通性嫌気性菌に分類され、5℃でもゆっくりと増殖します。
症状として発熱を伴います。
感染型(生体内毒素型)
O157(腸管出血性大腸菌)
原因食品は主に井戸水、牛肉、キャベツなどです。増殖温度は75℃1分以上加熱で死滅します。平均的な潜伏期間は3~5日です。通性嫌気性菌に分類され、ベロ毒素を産生します。症状として一過性の発熱があり腹痛や血便なども伴い、死亡例があることも忘れてはいけません。熱に弱く低温条件に強いという特徴があります。
ウェルシュ菌
原因食品は肉・魚とその加工品、シチューなどの煮込み食品、加熱調理済み食品です。増殖温度は10~52℃で増殖し芽胞は100℃で4時間加熱しても死滅しません。平均的な潜伏期間は6~18時間、偏性嫌気性菌に分類されます。加熱調理後数時間経過したもので発生するのも特徴です。
腸炎ビブリオ
原因食品は魚介類で、調理器具を介して発生することもあります。増殖温度は5~45.3℃で増殖し、平均的な潜伏期間は6~24時間です。通性嫌気性菌に分類されます。
好塩菌(3%で最もよく増殖)で真水で死滅しますが増殖が速く特に夏期は注意が必要です。症状として発熱を伴います。
セレウス菌(下痢型)
原因食品はタンパク質性食品で、増殖温度は4~55℃で増殖します。平均的な潜伏期間は6~16時間で通性嫌気性菌に分類されます。また、セレウス菌には嘔吐型(毒素型)も存在します。こちらの原因食品はでんぷん性食品で平均的な潜伏期間は1~6時間です。
下痢型・嘔吐型のどちらも芽胞を形成することが特徴です。
毒素型
黄色ブドウ球菌
原因食品はおにぎり、牛乳です。増殖温度は7~50℃で増殖し、毒素(エンテロトキシン)は100℃、30分間の加熱でも完全に不活化しません。平均的な潜伏期間は1~6時間で通性嫌気性菌に分類されます。また、耐塩菌でもあり、手指の化膿創を介して感染することも特徴です。
ボツリヌス菌
原因食品は缶詰、いずしなどです。増殖温度は10~48℃で増殖し、80℃30分の加熱で失活します。

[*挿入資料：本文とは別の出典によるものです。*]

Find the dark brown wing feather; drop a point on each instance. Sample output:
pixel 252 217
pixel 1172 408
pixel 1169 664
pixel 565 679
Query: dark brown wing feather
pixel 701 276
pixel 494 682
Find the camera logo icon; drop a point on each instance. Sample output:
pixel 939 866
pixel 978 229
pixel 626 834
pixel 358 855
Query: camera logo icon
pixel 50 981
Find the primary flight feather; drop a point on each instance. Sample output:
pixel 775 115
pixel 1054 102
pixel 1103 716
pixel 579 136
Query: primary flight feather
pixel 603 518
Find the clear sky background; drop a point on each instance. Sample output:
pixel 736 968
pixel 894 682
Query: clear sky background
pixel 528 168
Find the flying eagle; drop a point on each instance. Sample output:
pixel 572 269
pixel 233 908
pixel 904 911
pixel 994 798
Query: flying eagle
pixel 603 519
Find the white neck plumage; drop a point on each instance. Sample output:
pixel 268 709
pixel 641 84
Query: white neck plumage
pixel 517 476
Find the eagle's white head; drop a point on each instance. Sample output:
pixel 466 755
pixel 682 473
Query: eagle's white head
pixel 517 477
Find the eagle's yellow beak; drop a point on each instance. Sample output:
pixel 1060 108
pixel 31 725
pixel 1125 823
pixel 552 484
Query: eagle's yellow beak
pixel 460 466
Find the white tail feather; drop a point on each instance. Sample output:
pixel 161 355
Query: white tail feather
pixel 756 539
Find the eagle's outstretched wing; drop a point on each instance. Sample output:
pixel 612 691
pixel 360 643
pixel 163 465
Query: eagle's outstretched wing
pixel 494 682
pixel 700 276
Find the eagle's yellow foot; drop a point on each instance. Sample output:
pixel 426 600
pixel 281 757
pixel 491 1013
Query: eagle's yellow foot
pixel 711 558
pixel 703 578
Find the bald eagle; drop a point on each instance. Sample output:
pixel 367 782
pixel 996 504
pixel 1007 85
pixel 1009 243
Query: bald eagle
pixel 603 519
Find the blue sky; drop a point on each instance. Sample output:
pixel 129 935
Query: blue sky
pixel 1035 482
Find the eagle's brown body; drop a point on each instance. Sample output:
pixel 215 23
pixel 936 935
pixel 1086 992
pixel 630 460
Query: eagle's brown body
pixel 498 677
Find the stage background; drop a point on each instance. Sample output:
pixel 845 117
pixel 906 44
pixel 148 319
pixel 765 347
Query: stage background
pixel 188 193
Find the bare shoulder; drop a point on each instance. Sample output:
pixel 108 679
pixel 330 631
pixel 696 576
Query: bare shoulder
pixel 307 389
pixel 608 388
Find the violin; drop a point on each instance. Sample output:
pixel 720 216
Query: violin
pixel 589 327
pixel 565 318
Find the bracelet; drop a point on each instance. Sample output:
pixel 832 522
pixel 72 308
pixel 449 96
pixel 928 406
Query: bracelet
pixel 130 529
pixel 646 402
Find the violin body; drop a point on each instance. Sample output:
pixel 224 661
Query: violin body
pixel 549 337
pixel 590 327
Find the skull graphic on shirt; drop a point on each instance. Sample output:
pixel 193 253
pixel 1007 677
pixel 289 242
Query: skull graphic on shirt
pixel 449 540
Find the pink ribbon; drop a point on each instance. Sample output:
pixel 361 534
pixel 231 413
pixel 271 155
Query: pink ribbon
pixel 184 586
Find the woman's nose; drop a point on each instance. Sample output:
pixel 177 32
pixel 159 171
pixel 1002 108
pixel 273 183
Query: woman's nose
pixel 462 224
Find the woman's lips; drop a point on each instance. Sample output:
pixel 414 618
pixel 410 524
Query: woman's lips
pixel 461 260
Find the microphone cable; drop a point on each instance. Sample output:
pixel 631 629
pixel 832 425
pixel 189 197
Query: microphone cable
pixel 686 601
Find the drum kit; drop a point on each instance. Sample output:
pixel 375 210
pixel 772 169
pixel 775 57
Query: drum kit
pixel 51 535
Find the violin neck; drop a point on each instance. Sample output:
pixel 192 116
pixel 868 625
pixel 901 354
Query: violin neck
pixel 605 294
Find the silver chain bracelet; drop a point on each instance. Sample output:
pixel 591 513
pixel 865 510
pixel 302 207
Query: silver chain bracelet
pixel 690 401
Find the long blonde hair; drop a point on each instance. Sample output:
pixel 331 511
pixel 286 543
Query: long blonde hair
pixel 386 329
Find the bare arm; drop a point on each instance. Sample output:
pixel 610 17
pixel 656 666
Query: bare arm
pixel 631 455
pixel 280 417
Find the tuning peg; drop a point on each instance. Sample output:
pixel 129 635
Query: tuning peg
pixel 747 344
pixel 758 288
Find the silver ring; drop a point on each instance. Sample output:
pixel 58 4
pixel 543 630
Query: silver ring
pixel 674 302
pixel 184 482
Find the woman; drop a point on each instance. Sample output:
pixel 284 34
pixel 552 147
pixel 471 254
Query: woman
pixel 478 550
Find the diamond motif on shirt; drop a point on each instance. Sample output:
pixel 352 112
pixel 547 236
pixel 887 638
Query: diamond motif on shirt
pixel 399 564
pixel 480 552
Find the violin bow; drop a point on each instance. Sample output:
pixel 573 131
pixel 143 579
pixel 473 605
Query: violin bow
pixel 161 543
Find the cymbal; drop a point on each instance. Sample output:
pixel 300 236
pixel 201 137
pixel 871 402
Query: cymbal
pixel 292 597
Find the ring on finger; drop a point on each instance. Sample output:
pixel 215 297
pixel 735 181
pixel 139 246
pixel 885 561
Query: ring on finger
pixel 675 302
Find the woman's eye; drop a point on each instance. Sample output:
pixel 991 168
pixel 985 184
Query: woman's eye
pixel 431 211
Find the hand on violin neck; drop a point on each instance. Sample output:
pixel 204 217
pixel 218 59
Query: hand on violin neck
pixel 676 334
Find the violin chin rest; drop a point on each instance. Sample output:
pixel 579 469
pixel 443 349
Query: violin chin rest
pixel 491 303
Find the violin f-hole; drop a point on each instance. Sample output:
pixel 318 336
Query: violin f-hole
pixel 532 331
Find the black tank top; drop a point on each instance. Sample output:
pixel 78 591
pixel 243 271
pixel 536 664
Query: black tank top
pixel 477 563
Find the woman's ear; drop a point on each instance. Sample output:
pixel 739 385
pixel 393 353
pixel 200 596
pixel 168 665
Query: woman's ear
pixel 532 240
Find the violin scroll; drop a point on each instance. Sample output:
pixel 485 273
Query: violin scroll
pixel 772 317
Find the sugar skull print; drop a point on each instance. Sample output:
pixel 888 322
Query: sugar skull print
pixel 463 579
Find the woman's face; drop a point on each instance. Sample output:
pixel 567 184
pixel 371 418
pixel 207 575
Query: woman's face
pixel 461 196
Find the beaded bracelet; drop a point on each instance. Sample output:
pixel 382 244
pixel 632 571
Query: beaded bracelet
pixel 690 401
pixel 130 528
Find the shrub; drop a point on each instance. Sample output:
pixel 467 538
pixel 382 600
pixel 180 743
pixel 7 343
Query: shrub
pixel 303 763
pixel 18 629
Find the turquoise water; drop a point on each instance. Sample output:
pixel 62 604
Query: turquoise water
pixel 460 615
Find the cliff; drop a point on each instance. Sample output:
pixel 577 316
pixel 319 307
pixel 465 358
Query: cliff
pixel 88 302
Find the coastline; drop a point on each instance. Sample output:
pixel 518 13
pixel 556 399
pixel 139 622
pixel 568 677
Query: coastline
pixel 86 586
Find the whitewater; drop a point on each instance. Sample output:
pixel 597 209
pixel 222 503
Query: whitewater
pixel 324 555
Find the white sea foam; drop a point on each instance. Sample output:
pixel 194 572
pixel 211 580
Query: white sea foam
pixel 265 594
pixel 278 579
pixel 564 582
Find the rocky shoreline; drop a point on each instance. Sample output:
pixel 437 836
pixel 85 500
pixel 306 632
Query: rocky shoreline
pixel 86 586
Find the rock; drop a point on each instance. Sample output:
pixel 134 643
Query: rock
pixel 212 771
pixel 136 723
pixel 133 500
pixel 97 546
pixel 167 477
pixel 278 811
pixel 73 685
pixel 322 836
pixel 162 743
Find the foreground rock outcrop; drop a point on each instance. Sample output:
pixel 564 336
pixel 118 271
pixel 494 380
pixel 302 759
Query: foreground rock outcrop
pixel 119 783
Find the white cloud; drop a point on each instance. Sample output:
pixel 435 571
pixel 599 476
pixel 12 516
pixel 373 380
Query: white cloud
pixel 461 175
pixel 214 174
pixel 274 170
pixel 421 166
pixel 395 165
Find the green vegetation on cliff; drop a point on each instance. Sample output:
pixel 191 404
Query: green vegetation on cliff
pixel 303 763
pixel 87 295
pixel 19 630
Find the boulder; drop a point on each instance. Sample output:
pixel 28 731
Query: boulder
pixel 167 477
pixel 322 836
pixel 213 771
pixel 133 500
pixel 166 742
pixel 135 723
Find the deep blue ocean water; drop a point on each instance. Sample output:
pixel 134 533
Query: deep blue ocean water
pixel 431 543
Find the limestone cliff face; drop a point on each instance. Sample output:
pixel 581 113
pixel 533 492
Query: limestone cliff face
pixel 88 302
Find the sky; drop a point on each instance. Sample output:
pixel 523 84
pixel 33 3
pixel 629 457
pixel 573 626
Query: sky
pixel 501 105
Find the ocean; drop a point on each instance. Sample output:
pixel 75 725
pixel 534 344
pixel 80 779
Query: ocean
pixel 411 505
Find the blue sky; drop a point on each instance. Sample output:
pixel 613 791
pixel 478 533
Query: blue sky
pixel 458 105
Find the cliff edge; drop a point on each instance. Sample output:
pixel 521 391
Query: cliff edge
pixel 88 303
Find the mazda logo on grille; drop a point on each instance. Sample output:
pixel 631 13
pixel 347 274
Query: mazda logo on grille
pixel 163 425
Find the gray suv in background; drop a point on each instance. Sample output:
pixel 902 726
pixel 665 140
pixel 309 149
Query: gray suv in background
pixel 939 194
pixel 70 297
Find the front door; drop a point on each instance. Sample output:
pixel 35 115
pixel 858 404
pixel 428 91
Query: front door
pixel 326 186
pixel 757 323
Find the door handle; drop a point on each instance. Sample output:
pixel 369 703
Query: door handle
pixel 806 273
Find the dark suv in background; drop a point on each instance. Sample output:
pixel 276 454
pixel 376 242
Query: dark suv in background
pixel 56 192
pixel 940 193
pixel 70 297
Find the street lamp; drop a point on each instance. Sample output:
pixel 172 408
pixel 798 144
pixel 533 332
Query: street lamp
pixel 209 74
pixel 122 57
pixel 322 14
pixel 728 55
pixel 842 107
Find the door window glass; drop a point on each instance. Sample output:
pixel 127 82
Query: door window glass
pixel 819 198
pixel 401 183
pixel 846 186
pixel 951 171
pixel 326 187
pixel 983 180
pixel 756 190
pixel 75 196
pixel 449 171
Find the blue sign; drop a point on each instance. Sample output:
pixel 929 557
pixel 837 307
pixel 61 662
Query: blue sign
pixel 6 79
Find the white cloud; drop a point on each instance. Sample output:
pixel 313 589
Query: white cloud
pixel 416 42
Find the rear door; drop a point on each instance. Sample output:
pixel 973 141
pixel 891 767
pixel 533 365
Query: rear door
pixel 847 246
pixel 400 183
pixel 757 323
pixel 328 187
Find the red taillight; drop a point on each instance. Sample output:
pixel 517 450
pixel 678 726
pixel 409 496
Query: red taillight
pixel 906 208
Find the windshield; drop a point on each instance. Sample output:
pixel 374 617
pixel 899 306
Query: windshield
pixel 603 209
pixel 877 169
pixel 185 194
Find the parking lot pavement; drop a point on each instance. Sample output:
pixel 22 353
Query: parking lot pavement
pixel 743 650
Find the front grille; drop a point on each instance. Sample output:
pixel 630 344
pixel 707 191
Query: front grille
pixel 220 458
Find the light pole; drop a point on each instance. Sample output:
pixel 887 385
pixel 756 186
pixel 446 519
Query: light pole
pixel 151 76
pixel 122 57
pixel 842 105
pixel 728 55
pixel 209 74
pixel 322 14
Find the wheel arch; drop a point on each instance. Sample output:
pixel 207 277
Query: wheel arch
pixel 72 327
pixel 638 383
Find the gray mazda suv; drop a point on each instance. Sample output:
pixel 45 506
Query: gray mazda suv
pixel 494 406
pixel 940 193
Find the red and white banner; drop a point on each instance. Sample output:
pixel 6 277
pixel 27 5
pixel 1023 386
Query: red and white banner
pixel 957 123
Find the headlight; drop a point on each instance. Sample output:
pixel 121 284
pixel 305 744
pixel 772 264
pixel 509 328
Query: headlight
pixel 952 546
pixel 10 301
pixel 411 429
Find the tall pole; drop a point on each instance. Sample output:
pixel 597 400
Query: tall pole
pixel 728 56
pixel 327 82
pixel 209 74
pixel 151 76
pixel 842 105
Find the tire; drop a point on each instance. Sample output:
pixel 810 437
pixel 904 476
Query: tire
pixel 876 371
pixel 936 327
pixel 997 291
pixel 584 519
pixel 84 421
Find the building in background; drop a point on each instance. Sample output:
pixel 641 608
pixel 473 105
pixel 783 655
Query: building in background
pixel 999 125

平均的な潜伏期間は12~36時間ですが、36時間以降に発症するケースもあります。偏性嫌気性菌に分類されます。特徴的な症状として運動神経麻痺、呼吸麻痺などがあり、致死率が非常に高いのも特徴です。また、乳児ボツリヌス症ははちみつが原因食品となります。
以上が細菌性食中毒の代表的な起因菌です。細菌によっては死に至る可能性があるため食中毒を甘く見てはいけません。加熱をきちんとするようにしたり予防に努めていきましょう。